La conclusion de ces calculs, qui est que les joueurs ont intérêt à parier la somme médiane, n’est toutefois valable que si l’on suppose que chaque euro gagné aura la même valeur pour le joueur. Cela ne serait pas le cas si par exemple, le joueur avait un besoin vital et immédiat de gagner une somme déterminée. Dans ce cas, c’est cette somme qu’il devrait parier.
En réalité, en tenant compte de la valeur subjective pour le joueur de chaque euro gagné, il sera possible de déterminer une médiane subjective qui ne serait pas de 500 euros. Pour être plus précis, cette médiane subjective serait comprise entre la médiane des utilités (la somme pariée où en cas de gain celui-ci serait équivalent en termes de satisfaction à ce qui n’est pas gagné) et la médiane objective de 500 euros.

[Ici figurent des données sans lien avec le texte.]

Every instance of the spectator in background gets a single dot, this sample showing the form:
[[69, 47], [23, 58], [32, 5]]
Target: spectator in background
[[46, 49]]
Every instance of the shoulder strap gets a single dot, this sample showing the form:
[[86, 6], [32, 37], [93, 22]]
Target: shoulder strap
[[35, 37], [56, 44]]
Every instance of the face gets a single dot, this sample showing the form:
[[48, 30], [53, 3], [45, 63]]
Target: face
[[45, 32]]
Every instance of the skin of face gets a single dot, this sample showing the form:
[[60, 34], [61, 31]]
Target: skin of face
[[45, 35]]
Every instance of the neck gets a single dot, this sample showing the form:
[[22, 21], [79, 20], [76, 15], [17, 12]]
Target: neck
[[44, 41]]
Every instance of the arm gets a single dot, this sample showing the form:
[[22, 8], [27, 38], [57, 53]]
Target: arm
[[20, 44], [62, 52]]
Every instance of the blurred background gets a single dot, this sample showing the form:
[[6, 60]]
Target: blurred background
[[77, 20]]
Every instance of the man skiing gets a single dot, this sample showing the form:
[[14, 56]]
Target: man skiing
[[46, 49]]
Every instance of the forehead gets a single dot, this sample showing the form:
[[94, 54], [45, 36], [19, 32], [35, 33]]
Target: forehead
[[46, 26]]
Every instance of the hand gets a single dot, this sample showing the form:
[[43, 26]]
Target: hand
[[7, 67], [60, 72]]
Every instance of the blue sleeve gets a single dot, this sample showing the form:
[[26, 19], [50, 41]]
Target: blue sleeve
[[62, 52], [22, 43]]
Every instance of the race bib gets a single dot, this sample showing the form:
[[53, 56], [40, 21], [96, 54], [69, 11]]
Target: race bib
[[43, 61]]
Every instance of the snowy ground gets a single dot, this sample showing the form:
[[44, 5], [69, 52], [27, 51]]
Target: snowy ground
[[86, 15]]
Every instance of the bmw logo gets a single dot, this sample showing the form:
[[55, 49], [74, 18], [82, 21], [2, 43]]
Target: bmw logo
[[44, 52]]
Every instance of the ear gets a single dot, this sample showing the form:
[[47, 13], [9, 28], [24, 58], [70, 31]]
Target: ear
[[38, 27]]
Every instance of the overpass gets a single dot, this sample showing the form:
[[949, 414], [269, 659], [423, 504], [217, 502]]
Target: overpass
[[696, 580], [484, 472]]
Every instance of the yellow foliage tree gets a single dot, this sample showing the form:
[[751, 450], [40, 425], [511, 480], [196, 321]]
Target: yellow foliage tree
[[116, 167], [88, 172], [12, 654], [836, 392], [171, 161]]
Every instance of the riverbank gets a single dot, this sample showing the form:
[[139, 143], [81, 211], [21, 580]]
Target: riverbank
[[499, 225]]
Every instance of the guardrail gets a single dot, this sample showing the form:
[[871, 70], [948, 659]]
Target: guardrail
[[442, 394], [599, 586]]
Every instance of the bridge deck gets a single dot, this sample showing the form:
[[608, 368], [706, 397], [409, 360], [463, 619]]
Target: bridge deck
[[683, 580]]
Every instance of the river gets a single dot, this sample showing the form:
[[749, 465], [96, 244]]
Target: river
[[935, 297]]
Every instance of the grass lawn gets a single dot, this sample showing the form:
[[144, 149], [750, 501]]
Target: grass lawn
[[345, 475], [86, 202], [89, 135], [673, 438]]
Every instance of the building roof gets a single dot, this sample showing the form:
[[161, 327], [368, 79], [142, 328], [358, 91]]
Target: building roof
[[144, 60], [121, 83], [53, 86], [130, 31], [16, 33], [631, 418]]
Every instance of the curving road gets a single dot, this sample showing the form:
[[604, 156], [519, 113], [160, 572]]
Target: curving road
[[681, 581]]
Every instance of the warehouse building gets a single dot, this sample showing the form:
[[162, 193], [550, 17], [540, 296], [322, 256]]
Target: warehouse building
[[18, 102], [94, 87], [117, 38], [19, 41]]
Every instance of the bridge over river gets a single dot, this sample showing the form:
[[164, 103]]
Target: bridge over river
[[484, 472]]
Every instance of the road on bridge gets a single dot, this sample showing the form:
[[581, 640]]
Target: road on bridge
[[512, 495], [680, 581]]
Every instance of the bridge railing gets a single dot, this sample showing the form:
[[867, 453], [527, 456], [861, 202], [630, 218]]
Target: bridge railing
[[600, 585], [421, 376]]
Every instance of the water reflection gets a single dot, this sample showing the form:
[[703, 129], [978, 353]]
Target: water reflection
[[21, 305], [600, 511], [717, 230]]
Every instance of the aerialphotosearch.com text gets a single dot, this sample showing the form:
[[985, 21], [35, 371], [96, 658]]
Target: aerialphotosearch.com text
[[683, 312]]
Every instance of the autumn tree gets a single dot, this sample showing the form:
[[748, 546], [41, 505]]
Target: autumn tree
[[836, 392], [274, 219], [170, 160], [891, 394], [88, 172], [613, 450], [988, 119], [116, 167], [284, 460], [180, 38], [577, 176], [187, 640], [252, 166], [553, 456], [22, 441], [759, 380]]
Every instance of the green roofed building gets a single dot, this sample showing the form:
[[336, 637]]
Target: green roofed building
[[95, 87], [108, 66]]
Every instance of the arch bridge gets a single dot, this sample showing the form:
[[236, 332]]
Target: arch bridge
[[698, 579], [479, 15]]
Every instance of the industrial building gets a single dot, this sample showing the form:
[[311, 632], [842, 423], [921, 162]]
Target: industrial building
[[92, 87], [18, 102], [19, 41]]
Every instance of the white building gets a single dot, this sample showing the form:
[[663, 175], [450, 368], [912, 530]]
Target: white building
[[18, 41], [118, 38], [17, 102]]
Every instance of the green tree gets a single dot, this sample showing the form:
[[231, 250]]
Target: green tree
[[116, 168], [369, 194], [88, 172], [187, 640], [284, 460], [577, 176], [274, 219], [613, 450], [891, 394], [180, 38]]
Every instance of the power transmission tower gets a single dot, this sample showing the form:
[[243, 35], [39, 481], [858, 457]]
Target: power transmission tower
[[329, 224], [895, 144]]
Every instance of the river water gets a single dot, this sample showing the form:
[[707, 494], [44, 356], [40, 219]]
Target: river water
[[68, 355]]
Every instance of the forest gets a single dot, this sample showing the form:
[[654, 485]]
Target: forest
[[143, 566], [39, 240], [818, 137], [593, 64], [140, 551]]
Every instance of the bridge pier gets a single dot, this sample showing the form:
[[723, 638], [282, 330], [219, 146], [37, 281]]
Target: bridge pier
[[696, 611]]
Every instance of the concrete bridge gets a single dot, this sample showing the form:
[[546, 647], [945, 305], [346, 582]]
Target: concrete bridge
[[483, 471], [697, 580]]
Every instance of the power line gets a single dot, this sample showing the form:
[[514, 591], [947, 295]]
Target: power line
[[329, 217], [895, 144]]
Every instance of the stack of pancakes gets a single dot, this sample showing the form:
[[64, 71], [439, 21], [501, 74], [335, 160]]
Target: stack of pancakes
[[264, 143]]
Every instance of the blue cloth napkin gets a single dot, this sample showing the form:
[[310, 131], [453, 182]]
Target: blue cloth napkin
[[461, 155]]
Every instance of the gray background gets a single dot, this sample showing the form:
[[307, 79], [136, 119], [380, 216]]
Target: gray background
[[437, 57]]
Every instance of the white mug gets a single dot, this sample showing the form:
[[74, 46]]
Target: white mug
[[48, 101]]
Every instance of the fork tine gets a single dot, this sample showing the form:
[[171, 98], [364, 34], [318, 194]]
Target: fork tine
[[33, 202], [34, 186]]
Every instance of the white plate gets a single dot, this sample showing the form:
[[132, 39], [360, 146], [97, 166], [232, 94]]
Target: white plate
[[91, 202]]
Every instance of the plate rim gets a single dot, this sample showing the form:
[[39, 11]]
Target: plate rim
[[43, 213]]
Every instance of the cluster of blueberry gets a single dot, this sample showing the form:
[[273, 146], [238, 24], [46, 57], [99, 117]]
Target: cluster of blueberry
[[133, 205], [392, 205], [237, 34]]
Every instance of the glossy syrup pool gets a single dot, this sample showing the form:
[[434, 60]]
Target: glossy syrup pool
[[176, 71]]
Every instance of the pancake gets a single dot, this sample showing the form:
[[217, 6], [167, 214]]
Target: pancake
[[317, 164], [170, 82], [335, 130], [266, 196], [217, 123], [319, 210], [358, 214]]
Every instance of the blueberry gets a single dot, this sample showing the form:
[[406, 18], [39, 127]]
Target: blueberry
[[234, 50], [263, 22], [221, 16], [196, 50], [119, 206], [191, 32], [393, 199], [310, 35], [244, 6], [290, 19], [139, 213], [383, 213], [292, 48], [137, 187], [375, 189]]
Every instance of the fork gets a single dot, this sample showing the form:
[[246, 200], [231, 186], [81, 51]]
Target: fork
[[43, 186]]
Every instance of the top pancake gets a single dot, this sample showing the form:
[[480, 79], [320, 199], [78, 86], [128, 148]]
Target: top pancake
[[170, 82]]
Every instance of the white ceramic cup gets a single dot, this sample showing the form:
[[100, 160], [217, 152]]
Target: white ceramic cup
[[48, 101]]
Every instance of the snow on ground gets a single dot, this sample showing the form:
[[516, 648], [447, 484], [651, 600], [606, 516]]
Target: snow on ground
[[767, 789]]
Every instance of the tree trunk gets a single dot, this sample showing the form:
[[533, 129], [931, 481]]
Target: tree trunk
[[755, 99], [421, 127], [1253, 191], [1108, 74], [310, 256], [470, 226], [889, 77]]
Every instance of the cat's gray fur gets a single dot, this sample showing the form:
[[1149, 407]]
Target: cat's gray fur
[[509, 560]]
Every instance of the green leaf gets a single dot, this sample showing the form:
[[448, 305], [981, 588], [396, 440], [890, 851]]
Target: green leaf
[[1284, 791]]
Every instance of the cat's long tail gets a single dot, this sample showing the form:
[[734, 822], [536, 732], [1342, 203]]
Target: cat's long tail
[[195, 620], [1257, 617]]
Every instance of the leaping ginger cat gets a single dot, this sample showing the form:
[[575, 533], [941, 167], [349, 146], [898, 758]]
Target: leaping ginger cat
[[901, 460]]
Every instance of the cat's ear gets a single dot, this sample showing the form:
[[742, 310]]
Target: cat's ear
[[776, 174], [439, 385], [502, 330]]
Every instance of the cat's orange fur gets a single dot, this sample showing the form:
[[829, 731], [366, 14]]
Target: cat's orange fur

L’échange entre deux personnes
L’échange entre deux personnes a ceci de commun avec le jeu précédent que chaque joueur doit mesurer les gains associés et les chances que l’échange se fasse ou ne se fasse pas. Plus une proposition est favorable pour le proposant, moins elle a de chance d’aboutir car elle est moins favorable à l’autre partie.
On serait tenté de penser que le résultat de la négociation devrait coïncider avec la médiane de l’espace de négociation. En fait, comme dans l’exemple précédent lorsque le joueur a un besoin urgent d’une somme déterminée, ce ne sera pas toujours le cas : il faut tenir compte de l’estimation subjective par chaque négociateur de l’utilité de chaque unité de l’objet sur lequel porte la négociation.
Pierre est artisan et envisage d’engager Paul comme employé. Le profit mensuel envisagé serait de 3000 euros pour Pierre si Paul pouvait travailler gratuitement. Le montant minimum pour lequel Paul aurait intérêt à travailler étant de 500 euros, l’espace de négociation portant sur le salaire de Paul sera de 2500 euros et compris entre 500 et 3000 euros.
Toutefois, Pierre est déjà riche tandis que Paul couche sous les ponts. Pour Paul, les premiers euros de négociation seront plus importants que les derniers. Pour Pierre qui a déjà un patrimoine confortable, chaque euro aura à peu près la même valeur. Dés lors, la valeur de l’échange ne sera pas de 1750 euros (médiane de l’espace de négociation) mais sera beaucoup plus proche de la borne de négociation de Paul : par exemple de 800 euros, ce qui porterait alors le profit de Pierre à 2200 euros.
L’écart entre la médiane de l’espace de négociation et le résultat de la négociation, formé à partir d’un équilibre entre les médianes subjectives est intuitivement perçu comme injuste par une majorité de personnes.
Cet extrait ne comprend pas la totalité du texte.